ARMSTRONG NONEMPLOYEE DIRECTORS COMPENSATION1

EX-10.8 2 c91528exv10w8.htm EXHIBIT 10.8 Exhibit 10.8
Exhibit No. 10.8
ARMSTRONG NONEMPLOYEE DIRECTORS COMPENSATION1
[Approved October 26, 2009]
Annual Retainer Fees
    $155,000 — consisting of a Board retainer of approximately $70,000 per year plus an annual award of restricted stock or stock units valued at approximately $85,000.2
 
    Special annual retainers as follows:
    $20,000 for the Lead Director
 
    $20,000 for the Audit Committee Chair
 
    $10,000 for the Management Development and Compensation Committee Chair
 
    $10,000 for the Nominating and Governance Committee Chair
    Cash is paid quarterly in arrears. The annual stock unit grant is made in one installment in October at or about the time of the regular October Board meeting to directors serving at the time of said meeting, vesting on the anniversary of the grant date.
    Cash payments and stock unit grants for positions starting off-cycle are pro-rated by the number of days remaining in the then-current payment period.
Daily Fees
    Special assignment fee of $2,500 per diem ($1,250 for less than 4 hours), paid in cash.

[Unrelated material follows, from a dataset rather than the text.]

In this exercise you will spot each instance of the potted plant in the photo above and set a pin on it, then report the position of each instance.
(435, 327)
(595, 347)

Applies to one-on-one meetings with CEO, plant visits, and other non-scheduled significant activities.
Commencement Award
    One-time Service Commencement Award of 6,000 units (discretionary grant) vesting in thirds on the first, second and third anniversary of grant date.2
 
     
1   This summary is intended to provide an overview of the components of the Armstrong Nonemployee Directors Compensation. The applicable plans and policies referenced herein contain detailed terms and conditions. In the event of a discrepancy between this summary and any plan document or Company policy, the terms and conditions of the plan document or pertinent company policy shall govern.
 
2   In accordance with the 2008 Directors Stock Unit Plan, as adopted by the Company’s shareholders at its June 23, 2008 meeting, the annual award of restricted stock or stock units is valued at the number of stock units equal to 55% of the total annual compensation of $155,000. Fractions are rounded up to the next whole share. Complete details with respect to the award of stock units under the 2006 Phantom Stock Plan and the 2008 Director Stock Unit Plan can be found in the plan documents, which terms govern the operation of the plans and the granting of all shares. In the event of a discrepancy between this summary and the Plan document, the Plan document shall govern.

 

 


 

Perquisites
    Annual Physical Exam up to $2,000 reimbursement
 
    Directors and Officers Liability Insurance
 
    Travel Accident Insurance
 
    Participation in Armstrong Foundation’s Higher Education Gift-Matching Program (Provided by the Foundation, a separate legal entity, subject to its discretion.)
 
    Participation in Armstrong’s Employee Purchase Programs (Policy C-350)
 
    Participation in “compassionate use” provision of the Company Aircraft Operation Policy (Policy B-200)
Stock Ownership Requirement
Each director shall acquire and hold until six months following the end of his/her service, such number or value of units or shares of common stock of the Company as is specified in the Company’s Corporate Governance Principles. This requirement is waived as to directors designated by shareholders who, while not holding shares individually, nevertheless have an equity interest in common stock of the Company by virtue of their position with the shareholder.
Note: At the request of Messrs. Bonderman and Burns, and as adopted by the Board on September 22, 2009, neither Mr. David Bonderman nor Mr. Kevin Burns shall receive compensation for his service as a director.